Purification and characterization of polysaccharides degradases produced by Alteromonas sp. A321

•Two degradase for PE were purified and characterized.•Rha1(SO3H)1, Rha1(SO3H)1Gluc1, and Rha2(SO3H)2Gluc1 were first reported.•The degrade products provide information for the elucidation of PE structure

Two different degradases from Alteromonas sp. A321for polysaccharides from Enteromorpha prolifera (DPE-L and DPE-P) were purified to homogeneity. The molecular weights of purified DPE-L and DPE-P were 75.2 and 102.5 kDa, respectively, and their internal sequences were analysed by LC–MS–MS. The enzymes exhibited an optimum temperature of 30–40 °C (DPE-L) and 35–45 °C (DPE-P), an optimum pH of 7.0 (DPE-L) and 6.0 (DPE-P).
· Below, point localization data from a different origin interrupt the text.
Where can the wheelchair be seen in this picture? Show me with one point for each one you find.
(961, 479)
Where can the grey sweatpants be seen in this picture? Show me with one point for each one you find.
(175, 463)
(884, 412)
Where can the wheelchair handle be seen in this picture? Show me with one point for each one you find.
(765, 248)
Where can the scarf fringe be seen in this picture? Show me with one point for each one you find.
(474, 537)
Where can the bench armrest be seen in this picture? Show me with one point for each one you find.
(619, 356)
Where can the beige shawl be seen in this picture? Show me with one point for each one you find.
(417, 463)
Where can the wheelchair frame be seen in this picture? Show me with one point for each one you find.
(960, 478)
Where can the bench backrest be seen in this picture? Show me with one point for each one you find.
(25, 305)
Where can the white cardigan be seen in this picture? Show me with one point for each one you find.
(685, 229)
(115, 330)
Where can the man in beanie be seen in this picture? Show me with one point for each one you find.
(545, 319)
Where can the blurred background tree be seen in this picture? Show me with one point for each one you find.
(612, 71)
DPE-P was highly stable in the presence of EDTA and 1,10-phenanthroline while DPE-L was inhibited by 1,10-phenanthroline. The Km values of DPE-L and DPE-P were 2.93 mg/ml and 0.31 mg/ml and the Vmax values were 6.11 μmol/min/ml and 2.88 μmol/min/ml, respectively. Results of HPLC and ESI-MS analyses showed that enzymatic products were: Rha1(SO3H)1, Rha1(SO3H)1Gluc1, Rha2(SO3H)2Gluc1, and Rha3(SO3H)3Gluc1Xyl1 by DPE-L, and Glu2, Glu3, plus Glu4 by DPE-P, respectively. Thus DPE-L and DPE-P can be used to produce oligosaccharides which potentially revealed more of structure of polysaccharides from E. prolifera.